Höhere Steuer auf Spielautomaten
Ziel ist die Senkung der Zahl der Glücksspielsüchtigen
Die Prävention ist wichtiger als die Einnahmen: Mit der Steuer auf Spielapparate will die Stadt Langen die Aufstellung solcher Glücksspielgeräte möglichst unattraktiv machen. Nun schlägt der Magistrat eine Erhöhung des Steuersatzes vor.
Die Steuer auf Spielapparate verfolgt in erster Linie einen Lenkungszweck, um die Spielsucht einzudämmen. „Unser Ziel ist es, dass die Zahl der Spielsüchtigen möglichst gesenkt wird, zumindest aber nicht weiter ansteigt“, betont Bürgermeister Jan Werner.
Spielapparate stehen in Langen sowohl in drei Spielhallen (36 Geräte) als auch in Gaststätten. Dabei kam im ersten Quartal 2026 eine Lokalität mit zwei Geräten neu hinzu, sodass derzeit in zwölf Gaststätten insgesamt 32 Geräte stehen.
Bei der Bemessung der Steuersätze muss laut Gesetzgeber darauf geachtet werden, dass die Höhe keine „erdrosselnde Wirkung hat“. Da dies in Langen nach Ansicht des Magistrats nicht der Fall ist, schlägt dieser nun zum Jahresanfang 2027 eine Steuererhöhung von 22 auf 25 Prozent auf die sogenannte Bruttokasse vor. Dabei werden die Gewinne der Spieler von den Einnahmen in den Apparaten abgezogen. Der Rest wird besteuert.

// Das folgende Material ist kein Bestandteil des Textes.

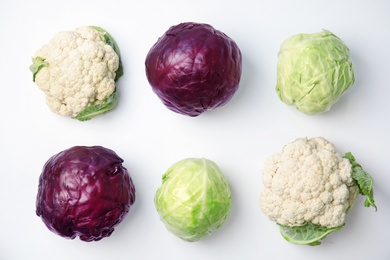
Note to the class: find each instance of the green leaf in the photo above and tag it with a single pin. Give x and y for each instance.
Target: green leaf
(95, 110)
(108, 39)
(309, 234)
(38, 64)
(364, 180)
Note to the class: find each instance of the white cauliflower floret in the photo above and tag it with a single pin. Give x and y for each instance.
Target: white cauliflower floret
(80, 73)
(309, 182)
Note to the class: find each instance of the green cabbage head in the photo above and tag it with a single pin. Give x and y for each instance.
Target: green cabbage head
(313, 71)
(194, 199)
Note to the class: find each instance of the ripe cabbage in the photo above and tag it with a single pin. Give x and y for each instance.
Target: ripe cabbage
(84, 191)
(194, 199)
(194, 68)
(313, 71)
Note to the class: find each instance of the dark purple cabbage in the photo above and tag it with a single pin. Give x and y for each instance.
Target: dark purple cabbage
(84, 191)
(194, 68)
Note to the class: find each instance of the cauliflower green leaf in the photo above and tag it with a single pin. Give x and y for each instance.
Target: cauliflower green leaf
(38, 64)
(308, 234)
(108, 39)
(363, 179)
(94, 110)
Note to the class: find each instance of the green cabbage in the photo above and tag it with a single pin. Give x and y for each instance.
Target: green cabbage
(313, 71)
(194, 199)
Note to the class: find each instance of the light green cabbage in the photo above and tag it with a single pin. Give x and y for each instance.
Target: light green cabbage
(194, 199)
(313, 71)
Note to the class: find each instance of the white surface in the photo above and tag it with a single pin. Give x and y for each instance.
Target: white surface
(238, 137)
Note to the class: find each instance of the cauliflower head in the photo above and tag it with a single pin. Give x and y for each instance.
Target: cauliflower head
(309, 182)
(77, 70)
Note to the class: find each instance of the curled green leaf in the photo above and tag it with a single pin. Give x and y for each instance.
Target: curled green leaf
(38, 64)
(98, 109)
(108, 39)
(364, 180)
(308, 234)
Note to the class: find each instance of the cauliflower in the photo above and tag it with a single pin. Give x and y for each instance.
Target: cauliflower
(309, 184)
(77, 71)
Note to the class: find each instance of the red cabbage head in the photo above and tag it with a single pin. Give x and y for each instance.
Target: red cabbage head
(84, 191)
(194, 68)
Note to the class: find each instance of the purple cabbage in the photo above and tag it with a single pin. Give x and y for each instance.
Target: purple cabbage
(194, 68)
(84, 191)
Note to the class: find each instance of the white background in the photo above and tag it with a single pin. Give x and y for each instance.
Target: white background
(238, 136)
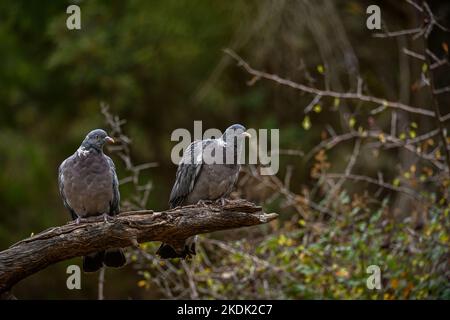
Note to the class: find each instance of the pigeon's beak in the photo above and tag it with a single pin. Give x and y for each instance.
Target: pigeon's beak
(109, 140)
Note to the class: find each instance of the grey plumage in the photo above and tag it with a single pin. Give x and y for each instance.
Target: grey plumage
(207, 171)
(89, 186)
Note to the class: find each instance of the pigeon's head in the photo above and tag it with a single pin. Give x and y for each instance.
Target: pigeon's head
(237, 131)
(96, 139)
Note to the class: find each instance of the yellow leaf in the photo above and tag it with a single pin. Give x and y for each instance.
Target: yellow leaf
(336, 102)
(424, 68)
(394, 283)
(342, 273)
(445, 47)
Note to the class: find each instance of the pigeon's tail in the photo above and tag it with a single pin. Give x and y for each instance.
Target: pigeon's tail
(93, 262)
(114, 258)
(110, 258)
(166, 251)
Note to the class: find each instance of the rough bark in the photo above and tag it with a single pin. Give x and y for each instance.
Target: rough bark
(126, 229)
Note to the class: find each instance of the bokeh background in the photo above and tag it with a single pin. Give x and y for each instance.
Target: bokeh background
(160, 65)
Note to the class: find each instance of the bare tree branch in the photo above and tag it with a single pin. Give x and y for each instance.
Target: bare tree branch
(326, 93)
(127, 229)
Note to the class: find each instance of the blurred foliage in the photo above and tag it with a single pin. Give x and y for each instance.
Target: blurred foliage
(160, 66)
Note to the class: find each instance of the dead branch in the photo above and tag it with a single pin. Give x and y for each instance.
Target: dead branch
(127, 229)
(326, 93)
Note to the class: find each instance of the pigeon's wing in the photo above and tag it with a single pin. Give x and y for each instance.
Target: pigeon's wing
(115, 203)
(188, 172)
(61, 190)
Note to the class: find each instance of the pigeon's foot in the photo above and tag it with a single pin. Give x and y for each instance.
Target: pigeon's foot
(223, 201)
(205, 203)
(80, 220)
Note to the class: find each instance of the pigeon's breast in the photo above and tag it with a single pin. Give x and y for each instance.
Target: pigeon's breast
(88, 184)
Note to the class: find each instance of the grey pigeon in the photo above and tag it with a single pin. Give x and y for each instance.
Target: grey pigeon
(207, 171)
(89, 187)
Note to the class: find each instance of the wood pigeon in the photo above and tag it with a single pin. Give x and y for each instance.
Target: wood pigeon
(207, 171)
(89, 186)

Natürlich bringt die Steuererhöhung auch Mehreinnahmen. Der Magistrat rechnet damit, dass sich die Einnahmen um rund 75.000 auf insgesamt 610.000 Euro erhöhen.
Ebenfalls erhöhen möchte der Magistrat die Zweitwohnungssteuer, von zwölf auf 14 Prozent der jährlichen Nettokaltmiete. Auch durch diese Steuererhöhung sieht der Magistrat keine erdrosselnde Wirkung, da die Zahl der Zweitwohnsitze seit Einführung der Steuer im Jahr 2020 nach anfänglichem Rückgang zuletzt wieder auf knapp 100 gestiegen war. Durch die Erhöhung rechnet der Magistrat mit jährlichen Mehreinnahmen von rund 10.000 Euro.
Mit den geplanten Steuererhöhungen befasst sich der Haupt- und Finanzausschuss am Donnerstag, 3. September. Final abgestimmt werden soll am Donnerstag, 17. September, in der Sitzung der Stadtverordnetenversammlung.